El niño y el viento

Un pequeño niño juega con su conejo blanco en el jardín. Esta vez, es el niño quien decide escapar. Tras una tarde de juegos, el jardín se había achicado y las maravillas escaseaban. Él sabe que en lo desconocido queda mucho por descubrir. Un árbol es su primera meta, un puesto de observación al mundo forastero.
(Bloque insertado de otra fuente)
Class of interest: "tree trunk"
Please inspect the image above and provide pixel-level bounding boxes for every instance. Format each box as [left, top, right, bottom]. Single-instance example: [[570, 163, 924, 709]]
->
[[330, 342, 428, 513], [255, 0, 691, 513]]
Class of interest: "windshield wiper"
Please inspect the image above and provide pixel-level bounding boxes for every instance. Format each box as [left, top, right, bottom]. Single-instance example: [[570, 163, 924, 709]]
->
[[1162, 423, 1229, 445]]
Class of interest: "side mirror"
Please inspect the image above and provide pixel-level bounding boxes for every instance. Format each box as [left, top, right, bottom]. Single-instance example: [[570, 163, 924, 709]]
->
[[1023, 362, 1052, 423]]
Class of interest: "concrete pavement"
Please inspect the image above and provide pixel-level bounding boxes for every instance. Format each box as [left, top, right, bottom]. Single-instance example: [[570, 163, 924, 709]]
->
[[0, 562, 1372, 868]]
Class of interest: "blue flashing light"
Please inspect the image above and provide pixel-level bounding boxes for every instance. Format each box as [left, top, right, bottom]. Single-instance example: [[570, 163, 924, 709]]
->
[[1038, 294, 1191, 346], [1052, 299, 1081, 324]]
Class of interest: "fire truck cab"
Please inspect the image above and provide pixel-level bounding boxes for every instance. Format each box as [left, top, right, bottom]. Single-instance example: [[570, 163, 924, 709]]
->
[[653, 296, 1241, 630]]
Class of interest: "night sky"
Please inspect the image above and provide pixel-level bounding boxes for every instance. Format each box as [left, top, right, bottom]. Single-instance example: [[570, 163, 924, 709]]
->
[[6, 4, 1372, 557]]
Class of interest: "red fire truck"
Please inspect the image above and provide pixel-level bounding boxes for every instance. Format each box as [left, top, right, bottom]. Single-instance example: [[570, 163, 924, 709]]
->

El viento, mirando interesado desde las alturas, baja a acompañar al pequeño explorador. Sopla gentilmente sobre su cara, limpiándole el pelo de los ojos. El niño trepa hasta media copa y observa alrededor. Desde su nuevo castillo se extienden tierras extrañas y misteriosas, cuyos confines y tesoros no son visibles a la distancia. Hay que entrar y explorarlos de cerca.

El viento oye un tenue mensaje, pero el niño está distraído trazando su siguiente paso. Con una leve brisa hace sonar el millar de hojas para comunicarle las palabras oídas, pero los gorriones y zorzales lo oscurecen con su canto. Sopla con más fuerza, pero esta vez levanta cientos de luciérnagas que alumbran el atardecer. Las luces flotantes son fascinantes. Envuelven al niño, lo hipnotizan y se eleva en una torre de luz.

Finalmente, se le ocurre un mensaje que cantos y luces no podrán interceptar. Sopla suavemente hasta entrar al castillo y llegar a su destino. El niño baja del árbol y se va a buscar a su conejo. Ya es hora de comer.